This study was designed to investigate the correlation of the data obtained from the analysis of identical biological samples on two different mass spectrometry instruments. Data from different instruments is often compared in the literature, if not directly, then in the form of the conclusions made based on that data. However there are few studies which look at the direct comparison of results when biologically identical samples are run on different instruments. Though the two instruments used in this study are both considered to be high accuracy, there is potential for variation due to instrumental differences. The Waters Synapt G2 may be expected to give higher accuracy quantitation data as quantitation in time-of- flight instruments is achieved via direct ion counting, rather than through a Fourier transform as in the Thermo Scientific Orbitrap VELOS. However, quantitation accuracy is also improved through increasing the number of peptides observed, and an orbitrap gives increased sensitivity due to the ion trapping and accumulation stage prior to detection.
These results show that, for these two instruments at least, the correlation between the results is high at the protein level, while it is somewhat lower at the feature level.

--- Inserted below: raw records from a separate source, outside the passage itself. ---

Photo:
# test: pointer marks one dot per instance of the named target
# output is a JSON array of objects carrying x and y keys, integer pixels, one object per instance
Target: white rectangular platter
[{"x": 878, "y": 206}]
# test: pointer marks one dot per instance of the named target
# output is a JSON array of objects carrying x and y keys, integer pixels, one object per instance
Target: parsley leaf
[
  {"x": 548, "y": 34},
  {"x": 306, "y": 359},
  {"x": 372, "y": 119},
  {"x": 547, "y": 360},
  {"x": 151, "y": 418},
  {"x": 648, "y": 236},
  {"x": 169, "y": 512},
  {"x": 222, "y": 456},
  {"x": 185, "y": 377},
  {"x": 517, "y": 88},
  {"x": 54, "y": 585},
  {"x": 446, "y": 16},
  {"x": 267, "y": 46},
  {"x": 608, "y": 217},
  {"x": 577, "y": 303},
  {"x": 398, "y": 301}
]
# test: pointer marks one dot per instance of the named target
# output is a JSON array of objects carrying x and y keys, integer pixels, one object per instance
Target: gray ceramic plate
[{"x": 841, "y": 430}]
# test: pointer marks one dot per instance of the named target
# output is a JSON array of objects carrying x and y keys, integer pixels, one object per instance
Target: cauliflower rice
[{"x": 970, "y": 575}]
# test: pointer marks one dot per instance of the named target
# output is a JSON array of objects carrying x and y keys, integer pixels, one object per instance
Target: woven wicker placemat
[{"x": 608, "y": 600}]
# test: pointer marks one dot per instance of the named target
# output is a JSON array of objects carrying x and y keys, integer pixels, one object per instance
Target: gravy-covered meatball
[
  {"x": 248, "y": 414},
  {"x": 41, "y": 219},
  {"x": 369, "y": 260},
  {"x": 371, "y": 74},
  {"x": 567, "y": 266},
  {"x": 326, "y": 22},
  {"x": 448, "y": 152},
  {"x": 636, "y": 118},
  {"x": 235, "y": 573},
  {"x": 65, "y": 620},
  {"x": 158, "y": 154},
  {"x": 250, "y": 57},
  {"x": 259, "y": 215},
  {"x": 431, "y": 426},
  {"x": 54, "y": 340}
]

The application of score thresholds (i.e. retaining the top 10, 25 or 50% of the data when ordered by peptide score) is not observed to have a predictable effect on the correlation of the two datasets; however the application of abundance thresholds does show a favourable relationship between increased abundance thresholds and a higher Pearson value. While the feature level correlation can be improved considerably by applying abundance thresholds, this is mitigated at the protein level due to the combination of several peptide features into each protein abundance measurement. Therefore it is considered that based on what is seen in this dataset there is little benefit to setting thresholds at the peptide level, while it could be detrimental in terms of losing proteins at the next level because they no longer possess sufficient quantitation peptides to be retained following the application of peptide thresholds.
The number of proteins identified by each instrument was also investigated, and it was seen that the Waters Synapt G2 identifies fewer proteins than the Thermo Orbitrap VELOS – 1792 vs 720 proteins (2.49 times the number) and that the majority of these proteins are common to the two instruments. These numbers are reduced for both instruments when a three
Waters Synapt G2 data respectively, but the ratio between the two instruments remains approximately the same (the number of peptides identified by the Thermo Orbitrap VELOS being 2.57 times greater than that for the Waters Synapt G2).
The assessment of the coefficient of variance for both instruments at all time points shows a greater variance in the Waters Synapt G2 data, though the median values for the average coefficient of variance are comparable between the two instruments. It was observed from the creation of box plots that normalisation has a favourable effect on the coefficient of variance observed for both instruments, and has a greater effect on the Thermo Orbitrap VELOS data.
It is concluded that for this data at least, there is little benefit to the application of score thresholds at either the feature or the protein level due to the unpredictable effect of their application on the correlation between the data from the two instruments. The most beneficial threshold to apply for this data seems to be a 25% abundance threshold at the protein level, which gives a positive effect on the correlation between instruments and a tolerable reduction in the number of identified proteins. Median absolute deviation normalisation is seen to reduce the instrument dependent variation seen between the separate biological replicates studied for each time point, and is therefore recommended. Hi3 data is seen to yield a higher Pearson value than total abundance data suggesting that the hi3 method is preferable, at least for this data set.
As future work it would be beneficial to design or acquire a dataset composed of more samples, which had been run on a greater variety of instruments with identical chromatographic conditions and with at least three technical replicates. It would also be beneficial to use multiple spike ins at various protein concentrations (possibly as a protein mix spike in, or by using a weighted sample containing multiple protein populations such as that described earlier in this thesis), in order to make an assessment of accuracy and reproducibility between instruments where the ground truth is fully known. Ideally this analysis would be completed using the most up-to-date instruments, for example using a Thermo Scientific Fusion (quadrupole-iontrap-orbitrap tribrid instrument) versus Waters SYNAPT G2si (TOF). It would also be useful to conduct an analysis with identical chromatographic conditions, as it is likely that one set of the conditions used in this work is more suited to this particular sample and it is not possible to dismiss the use of different
chromatographic gradients as the source of some of the variation between instruments that was observed in this study. However, though identical chromatographic conditions are ideal to create fully comparable results, it can be argued that the comparison as presented is more relevant to the field as biological conclusions compared in the literature will arise from the optimised conditions used in each individual laboratory. While a difference in chromatographic conditions may impact peptide-level identifications, this effect should be mitigated when peptide data is taken up to the protein-level. For those peptides which are identified, peptide quantitation should be broadly unaffected by any difference in the chromatographic conditions used.